I've been trying to recall any other instance in the decades and decades that I've been involved in soccer of another player, or ex-player, making quite such an idiot of himself, and I cannot. However you look at it, this is appalling stuff - either Lalas means it, or he's putting on a shameful act for publicity purposes.
So, be prepared. On February 11 we shall get an ESPN telecast of the USA vs. Mexico game that will be billed as a bloodbath, and we shall have commentators looking for even the slightest evidence of foul play. Provided it comes from Mexico, that is.
Lalas has always been a heavily over-promoted individual, as a college and pro player, as a GM - and possibly as a rock artist, I wouldn't know. But his light sense of humor kept things in balance, made you feel that he saw through this fanciful promotional stuff and that when the time came he would be ready for reality.

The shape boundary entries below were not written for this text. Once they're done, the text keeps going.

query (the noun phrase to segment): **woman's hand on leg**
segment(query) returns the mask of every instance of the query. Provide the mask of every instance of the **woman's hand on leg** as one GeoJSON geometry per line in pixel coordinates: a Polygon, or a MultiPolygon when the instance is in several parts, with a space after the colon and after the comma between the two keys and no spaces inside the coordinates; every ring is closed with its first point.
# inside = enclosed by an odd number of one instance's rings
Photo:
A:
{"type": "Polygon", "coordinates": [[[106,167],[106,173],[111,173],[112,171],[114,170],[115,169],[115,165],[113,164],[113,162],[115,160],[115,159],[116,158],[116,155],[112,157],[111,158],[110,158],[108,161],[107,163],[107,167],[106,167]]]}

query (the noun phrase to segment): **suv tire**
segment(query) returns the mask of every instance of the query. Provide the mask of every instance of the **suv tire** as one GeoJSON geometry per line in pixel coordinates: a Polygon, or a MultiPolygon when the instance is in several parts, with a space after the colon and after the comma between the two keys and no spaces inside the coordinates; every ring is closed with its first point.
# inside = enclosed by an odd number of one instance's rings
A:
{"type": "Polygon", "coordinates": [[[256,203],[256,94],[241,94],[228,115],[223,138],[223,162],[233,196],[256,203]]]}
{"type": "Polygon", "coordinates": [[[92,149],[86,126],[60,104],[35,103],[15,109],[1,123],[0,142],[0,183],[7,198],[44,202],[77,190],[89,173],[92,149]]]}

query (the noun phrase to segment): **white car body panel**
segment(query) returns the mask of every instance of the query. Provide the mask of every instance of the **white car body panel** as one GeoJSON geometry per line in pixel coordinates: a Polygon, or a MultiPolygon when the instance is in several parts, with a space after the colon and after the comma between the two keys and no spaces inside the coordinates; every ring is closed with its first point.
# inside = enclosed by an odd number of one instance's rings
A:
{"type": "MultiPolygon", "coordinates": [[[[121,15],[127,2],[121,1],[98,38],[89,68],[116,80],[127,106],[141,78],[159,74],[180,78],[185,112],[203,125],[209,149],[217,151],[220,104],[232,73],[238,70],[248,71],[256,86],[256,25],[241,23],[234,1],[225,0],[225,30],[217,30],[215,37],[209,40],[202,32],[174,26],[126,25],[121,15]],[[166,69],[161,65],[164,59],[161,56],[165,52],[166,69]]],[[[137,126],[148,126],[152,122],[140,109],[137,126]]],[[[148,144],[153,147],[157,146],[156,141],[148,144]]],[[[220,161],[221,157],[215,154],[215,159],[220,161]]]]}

Sadly, it doesn't look that way. Putting his disastrous executive career rapidly behind him, Lalas - thanks to ESPN - has now regressed to his sophomoric, make that sophomoronic, mode. Even if I assume that ESPN knows what it is doing, and that its viewers will only watch soccer when the players are behaving like hooligans, it is a sad day indeed when a prominent soccer personality, a former U.S. national team player, lends himself so eagerly to such a travesty of the sport.
C'mon Alexi, you're better than this. Time to say goodbye to Peter Pan.